= Petro-masculinity =

Variety of masculinity related to fossil fuels

Petro-masculinity is an analytical label to describe a variety of masculinity associated with the petroculture and fossil fuel industry, including both the workers in the industry and promoters of the industry in the large social and civic space. Though petro-masculinities have existed as part of different fossil fuel industries, the analysis of them became important in the late 2010s as the connection of masculinity cultures with climate denial.

The widespread use of the term in scholarship and public discourse started with Cara Daggett's in her 2018 paper "Petro-masculinity: Fossil Fuels and Authoritarian Desire" argues that petromasculinity connects male identity with various issues of power such as colonialism and extractivism.

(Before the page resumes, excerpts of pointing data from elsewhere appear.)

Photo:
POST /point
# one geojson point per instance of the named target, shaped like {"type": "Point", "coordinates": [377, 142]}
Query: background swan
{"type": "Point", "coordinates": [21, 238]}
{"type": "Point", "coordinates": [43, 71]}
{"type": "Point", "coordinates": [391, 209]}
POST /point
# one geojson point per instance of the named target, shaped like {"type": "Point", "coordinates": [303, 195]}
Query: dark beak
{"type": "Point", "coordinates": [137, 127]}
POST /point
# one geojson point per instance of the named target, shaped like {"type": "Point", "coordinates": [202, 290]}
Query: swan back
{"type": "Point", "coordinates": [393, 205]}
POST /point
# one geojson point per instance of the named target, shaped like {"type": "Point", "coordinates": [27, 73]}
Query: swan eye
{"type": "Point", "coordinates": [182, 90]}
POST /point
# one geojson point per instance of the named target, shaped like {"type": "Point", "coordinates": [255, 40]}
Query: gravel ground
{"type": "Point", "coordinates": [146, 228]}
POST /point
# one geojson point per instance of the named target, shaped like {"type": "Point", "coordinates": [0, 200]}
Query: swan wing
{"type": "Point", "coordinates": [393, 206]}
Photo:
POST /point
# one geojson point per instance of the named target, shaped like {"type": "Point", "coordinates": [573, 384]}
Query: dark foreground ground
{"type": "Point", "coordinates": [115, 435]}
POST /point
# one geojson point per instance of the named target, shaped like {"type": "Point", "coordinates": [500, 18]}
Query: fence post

Petromasculinity tends to emphasize several different types of cultural performances of masculinity, including:

- The importance of the "bread winner" role of men in families
- Images of muscular male bodies.
- Symbols of economic power of men and nostalgia for fossil fuel technologies, such as cars that consume lots of fossil fuels as opposed to greener alternatives. Often these fossil fuel vehicles are depicted as loud and belching large amounts of black smoke.
- War, military action and other violence
- Environmental protection as being "feminine" behaviors
- Denial of the severity of climate change. or other kinds of environmental destruction.

Together, these narratives have become aligned with far-right and authoritarian politics in much of Europe and North America, and is advanced by influencers in masculinity culture, such as Manosphere influencers Andrew Tate, Joe Rogan and Jordan Peterson. Legal researcher, Monica Iyer argued that the use of these kinds of narratives in public discourse has changed the legal possibility space around climate action.

Some scholars have begun evaluating how femininity has been used for similar rhetorical effect in the communications of the fossil fuel industry.